La commune de Chapelle-lez-Herlaimont renonce à la reprise du camping de Clairefontaine à Godarville, faute de garanties financières de la Région wallonne. Le site reste sans solution claire, en attendant l’éventuelle arrivée d’un repreneur privé.
Depuis l’annonce, en décembre dernier, de l’arrêt de la gestion du camping de Clairefontaine à Godarville par les Voies d’Eau du Hainaut, la situation reste au point mort. La piste d’une reprise conditionnée par la commune avait été envisagée, mais elle est désormais définitivement abandonnée, comme l’a confirmé un courrier du cabinet de la ministre wallonne du Tourisme, Valérie Lescrenier.

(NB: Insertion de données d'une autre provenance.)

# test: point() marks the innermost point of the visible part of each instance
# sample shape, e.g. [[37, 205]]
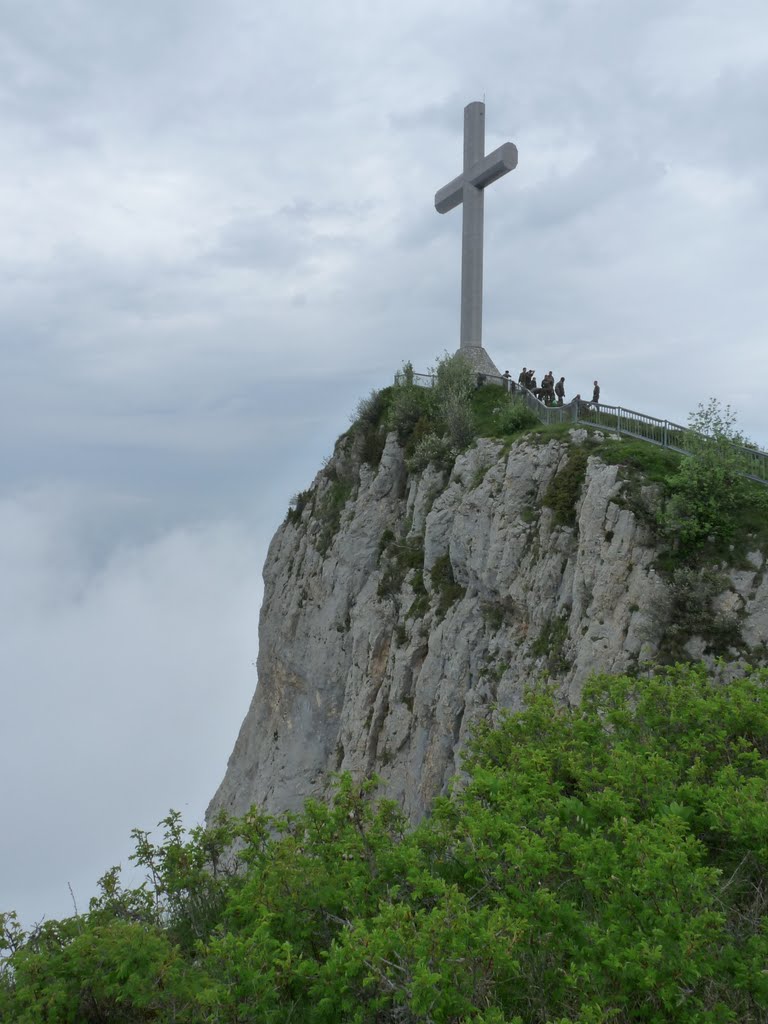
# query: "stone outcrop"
[[400, 608]]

« Une option de reprise en collaboration avec la commune a ainsi été analysée, notamment sous les angles juridique, financier et opérationnel. À l’issue de cette analyse, il apparaît que, dans l’état actuel du projet, les conditions ne sont pas réunies pour permettre une mise en œuvre favorable et durable, en particulier sur le plan financier. Même dans les hypothèses les plus favorables, cette piste impliquerait un risque de déficit structurel ainsi qu’un soutien communal significatif, trop coûteux. »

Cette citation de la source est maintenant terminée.